Teremos, sim, as duplas de protagonistas Chris e Jill, e Leon e Claire, em um longa que retratará desde a destruição da cidade que dá nome ao filme até os eventos na Mansão Spencer do primeiro game da série. O elenco também terá personagens secundários e monstros clássicos, no que aparenta ser a adaptação fiel que os fãs estão esperando há 20 anos.
Nem tudo, porém, são flores e, até o momento da publicação deste artigo, Resident Evil: Bem-vindo a Raccoon City não tem imagens oficiais ou trailers divulgados, com uma divulgação praticamente inexiste. É algo, no mínimo, estranho para um longa que está a tão pouco tempo de seu lançamento e cujas filmagens já estão finalizadas desde o primeiro trimestre de 2021.

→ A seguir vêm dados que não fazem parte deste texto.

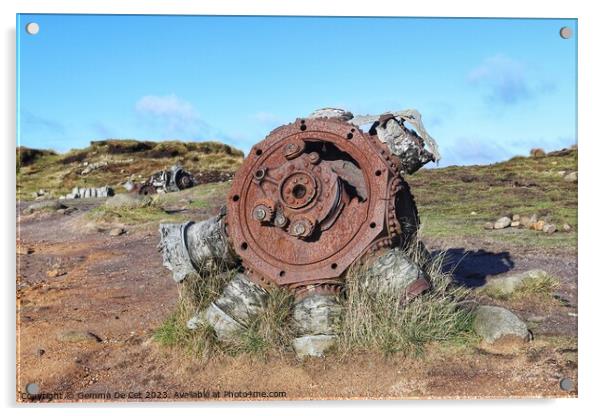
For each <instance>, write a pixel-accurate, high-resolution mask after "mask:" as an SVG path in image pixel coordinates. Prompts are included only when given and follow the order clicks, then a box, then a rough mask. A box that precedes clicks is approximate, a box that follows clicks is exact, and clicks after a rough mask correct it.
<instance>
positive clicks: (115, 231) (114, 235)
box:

Enquanto os fãs se animam com as imagens publicadas a conta-gotas nas redes sociais, de coletes semelhantes aos dos protagonistas à fachada da delegacia de polícia de Raccoon City, todo o silêncio oficial denota problemas. E, em uma nota pessoal para jogar ainda mais água no chope dos fãs, devo lembrar que a produtora é a mesma Constantin que, no passado, não se importava nem um pouco com a fidelidade aos games. Teria ela mudado de posicionamento ou, como já vimos no passado, ainda acredita que atores vestidos como os personagens são suficientes para garantir o sucesso? O futuro dirá e, felizmente, não deve demorar muito.